If it should return XPATH_NODESET (as in your case) its make a node copy - node by node iterating throw detected node set( \\ext\\dom\\xpath.c from 468 line). 如果它应该返回XPATH_NODESET (如你的情况那样), XPATH_NODESET做一个节点拷贝 - 逐个节点迭代抛出检测到的节点集(从468行开始的\\ext\\dom\\xpath.c )。 Copy but with original document node as parent . 复制但原始文档节点为父级 Its means that you can modify result but this gone away you XPath and DOMDocument connection. 它意味着您可以修改结果但这消失了您的XPath和DOMDocument连接。
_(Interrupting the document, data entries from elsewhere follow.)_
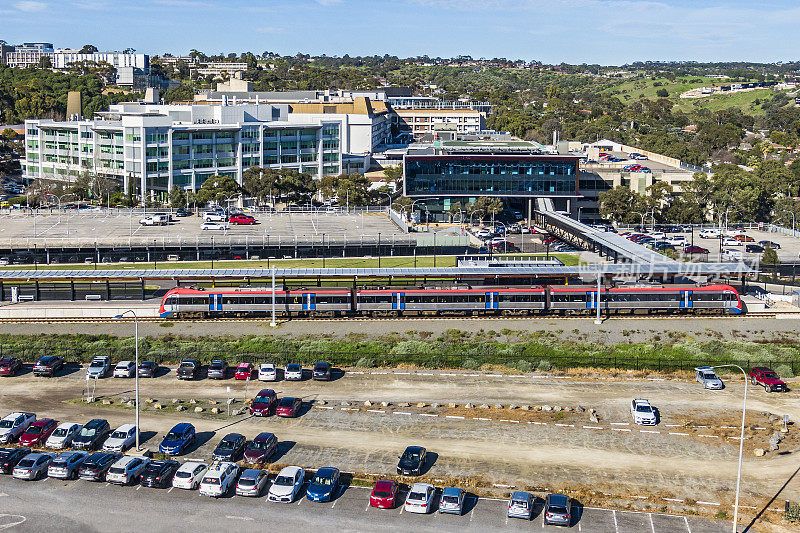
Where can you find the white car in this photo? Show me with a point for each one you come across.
(13, 425)
(214, 216)
(63, 435)
(643, 413)
(33, 466)
(420, 498)
(287, 485)
(214, 226)
(219, 479)
(121, 439)
(127, 470)
(267, 372)
(124, 369)
(189, 475)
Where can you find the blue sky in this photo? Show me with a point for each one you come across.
(574, 31)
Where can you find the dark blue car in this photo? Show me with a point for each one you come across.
(178, 440)
(323, 486)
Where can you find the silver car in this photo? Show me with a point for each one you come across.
(33, 466)
(65, 465)
(557, 510)
(706, 376)
(252, 482)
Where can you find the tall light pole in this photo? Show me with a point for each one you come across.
(136, 351)
(741, 446)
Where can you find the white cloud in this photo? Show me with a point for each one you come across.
(30, 6)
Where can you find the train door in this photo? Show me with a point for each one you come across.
(398, 300)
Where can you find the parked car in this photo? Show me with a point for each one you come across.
(48, 365)
(324, 485)
(288, 407)
(9, 366)
(91, 435)
(520, 505)
(62, 436)
(217, 369)
(420, 498)
(267, 372)
(38, 432)
(159, 474)
(412, 461)
(230, 448)
(178, 440)
(384, 494)
(188, 369)
(287, 485)
(121, 439)
(95, 466)
(66, 464)
(322, 371)
(264, 403)
(767, 378)
(33, 466)
(706, 376)
(261, 448)
(127, 469)
(244, 371)
(242, 219)
(9, 457)
(189, 475)
(293, 372)
(125, 369)
(219, 479)
(99, 367)
(14, 424)
(643, 413)
(452, 501)
(557, 510)
(252, 482)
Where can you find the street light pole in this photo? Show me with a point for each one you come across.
(741, 446)
(136, 375)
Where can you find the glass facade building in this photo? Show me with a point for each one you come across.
(469, 175)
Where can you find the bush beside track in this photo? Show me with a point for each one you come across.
(455, 349)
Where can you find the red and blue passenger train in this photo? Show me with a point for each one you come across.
(475, 301)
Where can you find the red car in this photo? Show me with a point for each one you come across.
(9, 366)
(38, 432)
(767, 378)
(264, 403)
(384, 494)
(288, 407)
(244, 371)
(242, 219)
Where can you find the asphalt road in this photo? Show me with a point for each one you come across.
(55, 506)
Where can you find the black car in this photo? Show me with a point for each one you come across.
(48, 365)
(189, 369)
(147, 369)
(9, 457)
(92, 434)
(322, 371)
(159, 473)
(230, 448)
(412, 461)
(95, 466)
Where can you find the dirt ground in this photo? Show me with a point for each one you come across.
(533, 448)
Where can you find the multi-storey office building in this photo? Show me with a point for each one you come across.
(151, 148)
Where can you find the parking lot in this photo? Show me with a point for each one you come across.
(73, 227)
(63, 507)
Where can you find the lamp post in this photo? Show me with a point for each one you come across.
(741, 446)
(136, 351)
XPath results provide a parentNode memeber that knows their origin: XPath结果提供了一个知道其来源的parentNode memeber:

  • for attribute values, parentNode returns the element that carries them. 对于属性值,parentNode返回携带它们的元素。 An example is //foo/@attribute, where the parent would be a foo Element. 一个例子是// foo / @ attribute,其中父元素是foo元素。
  • for the text() function (as in //text()), it returns the element that contains the text or tail that was returned. 对于text()函数(如在// text()中),它返回包含返回的文本或尾部的元素。
  • note that parentNode may not always return an element. 请注意,parentNode可能并不总是返回一个元素。 For example, the XPath functions string() and concat() will construct strings that do not have an origin. 例如,XPath函数string()和concat()将构造没有原点的字符串。 For them, parentNode will return None. 对于他们,parentNode将返回None。

So, 所以,

  1. There is no any reasons to cache XPath . 没有任何理由缓存XPath It do not anything besides xmlXPathNewContext (just allocate lightweight internal struct ). 它除了xmlXPathNewContext之外没有任何东西(只是分配轻量级内部结构 )。
  2. Each time your modify your DOMDocument (removeChild, replaceChild, etc.) your should recreate XPath . 每次修改DOMDocument (removeChild,replaceChild等)时,都应该重新创建XPath
  3. We can not use something like normalizeDocument to "refresh DOM" because of it change internal document structure and invalidate xmlXPathNewContext created in Xpath constructor. 我们不能使用像normalizeDocument这样的东西来“刷新DOM”,因为它改变了内部文档结构并使在Xpath构造函数中创建的xmlXPathNewContext无效。
  4. Only "new DOMXpath($doc);" 只有“新的DOMXpath($ doc);” is allways secure? 总是安全吗? Yes, if you do not change $doc between Xpath usage. 是的,如果你没有在Xpath使用之间更改$ doc。 Need to reload $doc also - no, because of it invalidated previously created xmlXPathNewContext . 还需要重新加载$ ​​doc - 否,因为它使以前创建的xmlXPathNewContext无效。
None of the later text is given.